Coursera was founded in 2012 by two computer science professors from Stanford University – Andrew Ng and Daphne Koller. However, Andrew Ng started playing around with online learning software much earlier than that. In 2008, he developed the Stanford Engineering Everywhere (SEE) program, which delivered three Stanford courses on machine learning, databases, and AI to online students for free. Each of these three online courses gathered signups of 100,000 students or more, as detailed by Andrew himself. Seeing such demand for online classes sparked Andrew’s enthusiasm even more, and before long, he started actively developing Coursera together with co-founder Daphne Koller.
Going back in time to 2012, take a look at this interview with Daphne Koller, co-creator of Coursera.
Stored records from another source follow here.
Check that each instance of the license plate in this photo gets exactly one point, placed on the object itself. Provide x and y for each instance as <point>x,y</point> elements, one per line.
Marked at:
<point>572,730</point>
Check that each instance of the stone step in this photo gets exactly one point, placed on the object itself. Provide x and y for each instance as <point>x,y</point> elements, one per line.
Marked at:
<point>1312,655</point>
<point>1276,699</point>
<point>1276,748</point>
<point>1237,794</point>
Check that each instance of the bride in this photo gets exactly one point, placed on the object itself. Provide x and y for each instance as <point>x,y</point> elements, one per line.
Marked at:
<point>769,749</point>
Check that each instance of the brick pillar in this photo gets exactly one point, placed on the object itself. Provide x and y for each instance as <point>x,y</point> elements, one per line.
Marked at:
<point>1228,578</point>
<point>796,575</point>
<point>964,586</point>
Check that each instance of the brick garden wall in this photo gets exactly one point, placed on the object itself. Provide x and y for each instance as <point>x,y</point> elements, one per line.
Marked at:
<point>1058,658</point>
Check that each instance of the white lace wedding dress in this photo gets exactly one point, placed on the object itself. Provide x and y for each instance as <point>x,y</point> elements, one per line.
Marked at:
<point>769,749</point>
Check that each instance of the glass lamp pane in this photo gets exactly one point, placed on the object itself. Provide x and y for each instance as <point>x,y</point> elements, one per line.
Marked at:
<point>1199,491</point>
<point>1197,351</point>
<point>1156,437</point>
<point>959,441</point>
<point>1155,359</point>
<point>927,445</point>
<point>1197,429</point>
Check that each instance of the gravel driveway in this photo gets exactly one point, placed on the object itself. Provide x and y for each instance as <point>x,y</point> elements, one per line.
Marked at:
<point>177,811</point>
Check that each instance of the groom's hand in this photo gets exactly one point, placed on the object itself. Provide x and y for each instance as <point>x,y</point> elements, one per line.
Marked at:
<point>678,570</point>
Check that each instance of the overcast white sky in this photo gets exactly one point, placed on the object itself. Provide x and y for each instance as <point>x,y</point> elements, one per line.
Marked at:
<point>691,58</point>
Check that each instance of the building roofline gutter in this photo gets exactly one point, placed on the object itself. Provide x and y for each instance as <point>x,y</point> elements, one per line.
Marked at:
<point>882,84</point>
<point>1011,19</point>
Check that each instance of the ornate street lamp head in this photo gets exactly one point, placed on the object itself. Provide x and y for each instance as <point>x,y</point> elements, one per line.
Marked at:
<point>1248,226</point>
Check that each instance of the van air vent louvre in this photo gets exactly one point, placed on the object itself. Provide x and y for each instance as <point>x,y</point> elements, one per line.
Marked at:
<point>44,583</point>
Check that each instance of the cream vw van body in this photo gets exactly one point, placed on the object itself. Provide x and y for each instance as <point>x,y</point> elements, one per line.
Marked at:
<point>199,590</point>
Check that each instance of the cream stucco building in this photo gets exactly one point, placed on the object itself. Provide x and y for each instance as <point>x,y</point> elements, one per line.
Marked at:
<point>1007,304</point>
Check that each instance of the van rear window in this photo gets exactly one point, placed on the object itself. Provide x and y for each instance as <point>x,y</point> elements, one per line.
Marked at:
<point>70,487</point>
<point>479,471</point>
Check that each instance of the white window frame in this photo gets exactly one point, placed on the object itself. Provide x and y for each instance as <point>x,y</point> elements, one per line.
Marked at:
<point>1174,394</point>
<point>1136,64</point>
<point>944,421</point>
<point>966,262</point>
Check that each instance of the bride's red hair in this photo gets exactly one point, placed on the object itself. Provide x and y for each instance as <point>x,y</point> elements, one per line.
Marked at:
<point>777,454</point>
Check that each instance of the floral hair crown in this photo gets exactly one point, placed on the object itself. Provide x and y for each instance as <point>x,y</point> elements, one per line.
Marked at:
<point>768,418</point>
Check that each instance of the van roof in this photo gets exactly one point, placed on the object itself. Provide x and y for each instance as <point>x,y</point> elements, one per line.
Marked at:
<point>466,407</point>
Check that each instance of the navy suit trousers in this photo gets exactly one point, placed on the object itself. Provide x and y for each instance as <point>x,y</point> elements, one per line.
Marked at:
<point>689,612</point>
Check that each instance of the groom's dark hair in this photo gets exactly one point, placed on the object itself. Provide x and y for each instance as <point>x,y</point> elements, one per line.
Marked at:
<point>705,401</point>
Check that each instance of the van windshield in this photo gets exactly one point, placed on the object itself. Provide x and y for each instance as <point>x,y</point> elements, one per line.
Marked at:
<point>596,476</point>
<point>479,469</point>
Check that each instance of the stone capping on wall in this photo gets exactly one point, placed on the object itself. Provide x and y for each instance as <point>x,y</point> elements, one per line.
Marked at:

When she gave this talk, Coursera only had 43 online courses available. In the ten years since that number has grown more than a hundred-fold to over 6,000 courses (and another 4000+ shorter projects).
Andrew and Daphne saw so much potential in this type of e-learning that they put their careers as professors at Stanford on hold and started focusing solely on the MOOC site. Looking back on it, they made the right choice, as only seven years later, the company they created is already valued at over $1 billion.
The two ex-CEOs of Coursera, Andrew and Daphne, are no longer actively managing the company. They are, however, still highly active in entrepreneurship. In 2018, Daphne Koller founded Insitro, an innovative company that intertwines drug discovery and machine learning. Around the same time, Andrew revealed the “AI Fund” that would invest hundreds of millions of dollars in artificial intelligence projects.
Coursera is still a relatively new company, and I am interested to see what the future will look like.